Flying with medical marijuana? 4 things to remember

The better part of 20 years after the first Canadians were allowed to use medical marijuana, the agency that screens air passengers and their bags has explained how people should fly with their legal pot.

Medical marijuana can be carried in either carry-on or checked bags on domestic flights, the Canadian Air Transport Security Authority says, and passengers should bring documents showing their pot is legal. Screeners will ask police at the airport to look at the documents.

As recently as last December, 25-year-old Michael Korchak was denied boarding an Air Canada flight in Halifax because he was carrying medical marijuana. He was carrying all of the correct paperwork.

Korchak was prescribed marijuana to deal with pain from an injury related to military service. Air Canada has since changed its rules and offered Korchak a refund.

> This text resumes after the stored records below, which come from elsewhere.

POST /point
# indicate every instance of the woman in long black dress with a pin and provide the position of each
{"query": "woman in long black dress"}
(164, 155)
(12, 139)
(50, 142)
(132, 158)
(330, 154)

Cannimed, a Saskatoon-based medical marijuana producer, recommends that people not put marijuana in checked bags. Passengers could end up missing a flight if their bag is opened.
Medical marijuana users should:

Pack the pot in an easy-to-reach place in carry-on luggage, in the original packaging, with all the documents showing you possess it legally. “If they’re carrying it in their regular luggage and they do a sweep with the dogs, it’s going to get flagged,” explains Brent Zettl, Cannimed’s president. “If it gets flagged without an explanation, they have to inspect it, because they’re still looking for illegal contraband. The idea is that you have it with you so you can explain it up front, with all the paperwork.”

Call the airline in advance. “Especially in smaller airports – they’re not accustomed to seeing it very often.”

Tell the security screeners that you’re carrying marijuana.

Allow extra time for police to be called and for them to look at your paperwork.

Zettl would like to move to a system where screeners are trained to check medical marijuana documents themselves, without having to involve the police.

“You have to sit aside, you have to wait for the police to come, and it causes a delay in their travel plans. The (CATSA) staff have to be trained for this kind of thing, what to look for. They’re not trained to review those medical documents to make sure that they are legitimate. ”

Over 50,000 Canadians are authorized to use medical marijuana, Zettl said.